Course Review: Data Representations
Given a dataset, I will heat up the whole GPU. (Anonymous vibe-mathematician)
I took Data Representations by Prof. Haim Schweitzer last semester. Based on its description on the UTD website, this course is about “useful representations of data for efficient manipulation and visualization”, with special emphasis on “the performance of these techniques on big data”.
After taking it, I think it is a pretty useful course. In this review, I will first summarize my learnings along the two main topics of the course, namely feature engineering and clustering algorithms. Then I will make some remarks about the course taking experience.

A majestic sunset at a parking lot on campus
Feature engineering (80%)
Depending on the context, feature engineering can also be seen as finding a good projection of the data to a lower-dimensional space. The former, concerning “features”, is purposed towards building predictive models for future data. Meanwhile, the latter focuses more on helping humans understand the current data, mostly because we can comprehend at most 3 dimensions (which is very low).

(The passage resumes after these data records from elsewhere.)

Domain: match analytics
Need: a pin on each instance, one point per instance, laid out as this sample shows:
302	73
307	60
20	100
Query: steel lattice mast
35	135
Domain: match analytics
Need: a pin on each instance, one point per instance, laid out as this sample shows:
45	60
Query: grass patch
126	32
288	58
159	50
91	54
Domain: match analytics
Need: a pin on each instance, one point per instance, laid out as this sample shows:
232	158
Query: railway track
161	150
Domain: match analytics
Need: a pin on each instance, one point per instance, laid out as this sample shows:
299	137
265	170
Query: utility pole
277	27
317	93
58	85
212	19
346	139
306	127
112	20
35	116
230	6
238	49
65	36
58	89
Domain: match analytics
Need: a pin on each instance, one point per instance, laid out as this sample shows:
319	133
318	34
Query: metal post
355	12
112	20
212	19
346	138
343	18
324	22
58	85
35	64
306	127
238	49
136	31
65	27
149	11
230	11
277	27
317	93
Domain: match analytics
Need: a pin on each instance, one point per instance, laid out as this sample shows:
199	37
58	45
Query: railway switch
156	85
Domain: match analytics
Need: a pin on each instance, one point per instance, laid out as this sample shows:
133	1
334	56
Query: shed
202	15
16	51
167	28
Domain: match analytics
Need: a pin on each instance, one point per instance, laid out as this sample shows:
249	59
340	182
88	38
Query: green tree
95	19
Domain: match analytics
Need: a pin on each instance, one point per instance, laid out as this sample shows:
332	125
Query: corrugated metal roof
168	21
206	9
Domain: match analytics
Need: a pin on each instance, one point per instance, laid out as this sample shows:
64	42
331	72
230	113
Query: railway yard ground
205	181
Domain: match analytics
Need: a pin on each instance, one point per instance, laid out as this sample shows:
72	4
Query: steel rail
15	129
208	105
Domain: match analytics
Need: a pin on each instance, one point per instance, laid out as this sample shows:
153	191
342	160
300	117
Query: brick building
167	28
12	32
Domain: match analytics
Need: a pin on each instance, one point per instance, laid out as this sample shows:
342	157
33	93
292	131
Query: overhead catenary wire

The feature engineering problem deals with a dataset, typically represented as a matrix $A$. Each row of A is an example (or instance/record), while each column is a feature. In supervised settings, the last column(s) can be reserved for the labels (i.e., target features for prediction).
Because we are dealing with matrices, this subject referes a lot to tools from linear algebra. First, the techniques heavily utilized eigenvectors ($v$) and eigenvalues ($\lambda$):
\[Av = \lambda v\]along with various properties of eigenvectors, such as one of them maximizes/minimizes $vAv^T$ (given a matrix $A$). Then, it is important to know the popular matrix decomposition algorithms. There is Singular Value Decomposition, which represents $A=U\Sigma V^T$. There is Eigvenvalue Decomposition, which decomposes $A = V\Sigma V^{-1}$. And there is QR Decomposition, which represents $A=QR$.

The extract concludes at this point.